PERA covers 68,000 retirees and 175,000 active workers in state and local governments.
Lamm said politicians had too much control over the association.
He said the 16-member board does not have the experience needed to run a $30 billion fund carrying such a large unfunded liability.
“Politicians are at fault, PERA is at fault, governors were at fault. There is enough blame to go around,” Lamm said.
Katie Kaufmanis, a spokeswoman for the fund, said the board was not given a chance to review the report before it was released. She said the board will study it and make recommendations to lawmakers, who would have to approve the changes.

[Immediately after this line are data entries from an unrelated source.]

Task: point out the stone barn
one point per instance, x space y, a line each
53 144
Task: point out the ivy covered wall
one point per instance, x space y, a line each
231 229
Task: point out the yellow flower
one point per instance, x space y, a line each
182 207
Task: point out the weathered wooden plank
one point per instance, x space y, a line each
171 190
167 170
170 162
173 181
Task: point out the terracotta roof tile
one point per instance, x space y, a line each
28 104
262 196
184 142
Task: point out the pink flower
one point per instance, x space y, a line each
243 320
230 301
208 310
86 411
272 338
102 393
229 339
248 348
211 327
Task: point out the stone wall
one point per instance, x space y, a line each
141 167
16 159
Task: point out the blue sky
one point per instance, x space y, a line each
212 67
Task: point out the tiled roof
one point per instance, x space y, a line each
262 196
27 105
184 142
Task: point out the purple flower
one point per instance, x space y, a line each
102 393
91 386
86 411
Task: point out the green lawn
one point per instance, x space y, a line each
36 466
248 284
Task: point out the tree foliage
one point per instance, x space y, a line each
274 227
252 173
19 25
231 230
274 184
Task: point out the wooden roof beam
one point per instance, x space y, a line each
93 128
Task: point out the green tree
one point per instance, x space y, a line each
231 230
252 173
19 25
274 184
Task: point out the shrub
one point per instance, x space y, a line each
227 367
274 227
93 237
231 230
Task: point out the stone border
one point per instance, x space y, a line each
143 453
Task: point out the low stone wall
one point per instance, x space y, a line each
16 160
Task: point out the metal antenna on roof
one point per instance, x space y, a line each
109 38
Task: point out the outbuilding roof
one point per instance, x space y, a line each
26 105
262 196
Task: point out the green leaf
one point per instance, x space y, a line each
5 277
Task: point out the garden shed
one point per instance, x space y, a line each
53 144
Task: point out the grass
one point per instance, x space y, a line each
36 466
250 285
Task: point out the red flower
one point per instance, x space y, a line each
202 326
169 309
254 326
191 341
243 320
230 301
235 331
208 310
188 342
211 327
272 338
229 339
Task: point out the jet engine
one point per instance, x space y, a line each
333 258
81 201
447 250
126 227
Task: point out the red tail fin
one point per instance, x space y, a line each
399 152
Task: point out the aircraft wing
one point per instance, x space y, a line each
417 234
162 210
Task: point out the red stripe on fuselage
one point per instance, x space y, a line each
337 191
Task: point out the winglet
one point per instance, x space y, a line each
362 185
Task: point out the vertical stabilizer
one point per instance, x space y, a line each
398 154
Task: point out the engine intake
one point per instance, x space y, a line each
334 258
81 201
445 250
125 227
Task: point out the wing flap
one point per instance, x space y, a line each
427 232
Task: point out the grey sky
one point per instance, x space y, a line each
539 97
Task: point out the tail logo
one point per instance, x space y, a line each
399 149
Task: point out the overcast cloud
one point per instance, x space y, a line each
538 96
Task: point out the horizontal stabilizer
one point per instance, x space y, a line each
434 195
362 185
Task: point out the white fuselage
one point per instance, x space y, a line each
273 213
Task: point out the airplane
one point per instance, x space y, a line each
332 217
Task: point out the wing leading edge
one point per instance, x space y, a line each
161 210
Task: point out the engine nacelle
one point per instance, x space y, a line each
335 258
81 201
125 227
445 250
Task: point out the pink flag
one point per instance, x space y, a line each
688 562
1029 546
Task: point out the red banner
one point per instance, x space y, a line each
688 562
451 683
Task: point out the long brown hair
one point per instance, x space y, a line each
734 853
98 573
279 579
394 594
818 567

The panel was established by Mike Coffman, the state treasurer who took a leave of absence to serve with the Marines in Iraq.
Acting state Treasurer Mark Hillman received the recommendations from Lamm.
“Coloradans deserve a plan that state workers can count on and taxpayers can afford,” Hillman said.
The commission recommended that state lawmakers start by replacing the 16-member PERA board, which includes the state auditor and the state treasurer as ex-officio members. It has nine elected members from the state and school division; two members representing municipalities, one judicial member and two PERA retirees. Each division chooses its own representatives.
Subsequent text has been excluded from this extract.